Roan Kattouw wrote:
I'm not sure how hard this would be to achieve (you'd have to correlate blob parts with revisions manually using the text table; there might be gaps for deleted revs because ES is append-only) or how much it would help (my impression is ES is one of the slower parts of our system and reducing the number of ES hits by a factor 50 should help, but I may be wrong), maybe someone with more relevant knowledge and experience can comment on that (Tim?).
Roan Kattouw (Catrope)
ExternalStoreDB::fetchBlob() is already keeping the last one to optimize repeated accesses to the same blob (we would probably want a bigger cache for the dumper, though). On the other hand, I don't think the dumpers should be doing the store of textid contents in memcached (Revision::loadText) since they are filling them with entries useless for the users queries (having a different locality set), useless for themselves (since they are traversing the full list once) and -even assuming that the memcached can happily handle it and no other data is affecting by it- the network delay make it a non-free operation.
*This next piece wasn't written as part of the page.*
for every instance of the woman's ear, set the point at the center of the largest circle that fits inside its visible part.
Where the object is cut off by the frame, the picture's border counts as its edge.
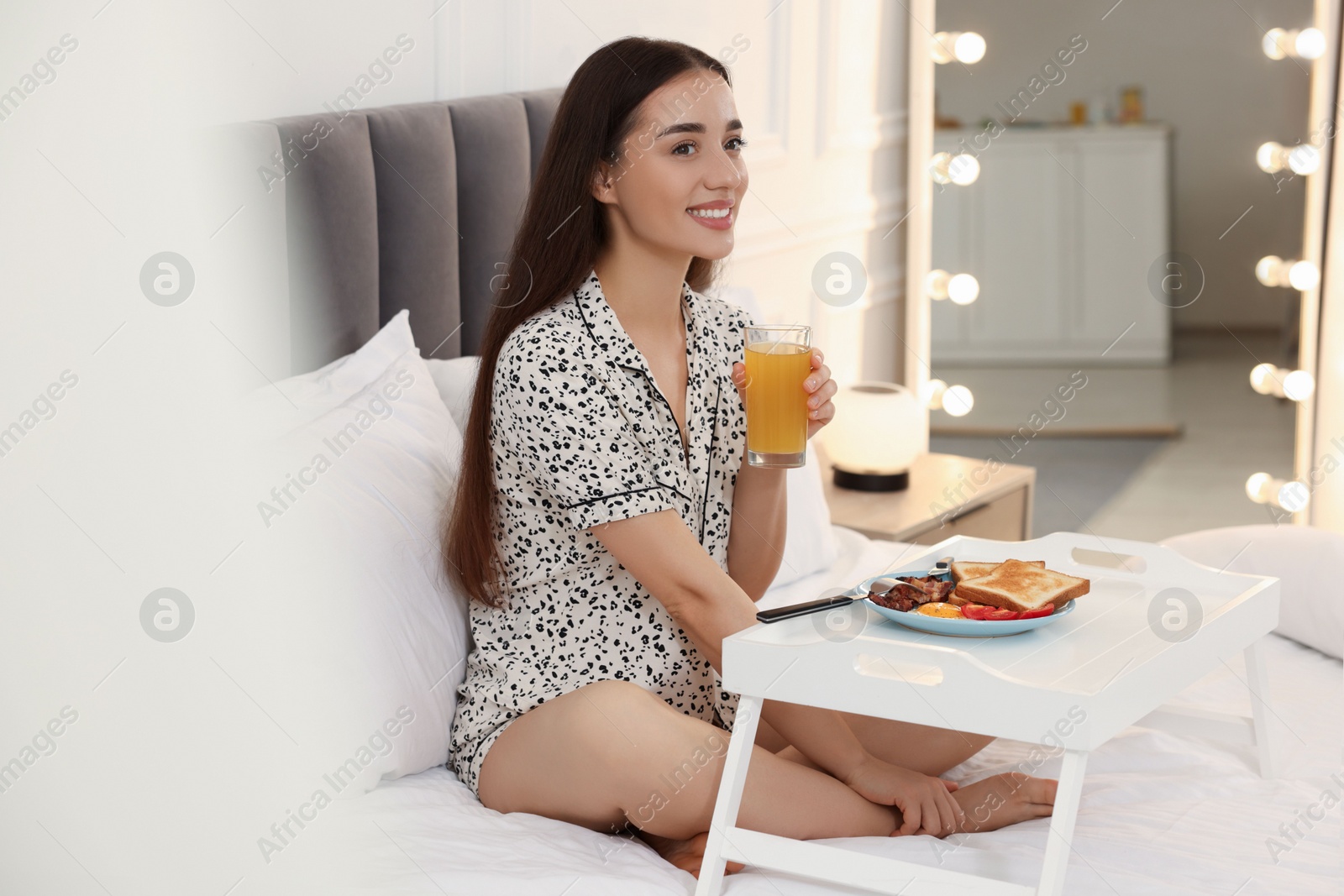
(604, 184)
Ariel, do you have in wikitech the step-by-step list of actions to setup a WMF dump server? I always forget about which scripts are being used and what does each of them do. Can xmldumps-phase3 be removed? I'd prefer that it uses the release/trunk/wmf-deployment, an old copy is a source for problems. If additional changes are needed (it seems unpatched), the appropiate hooks should be added in core.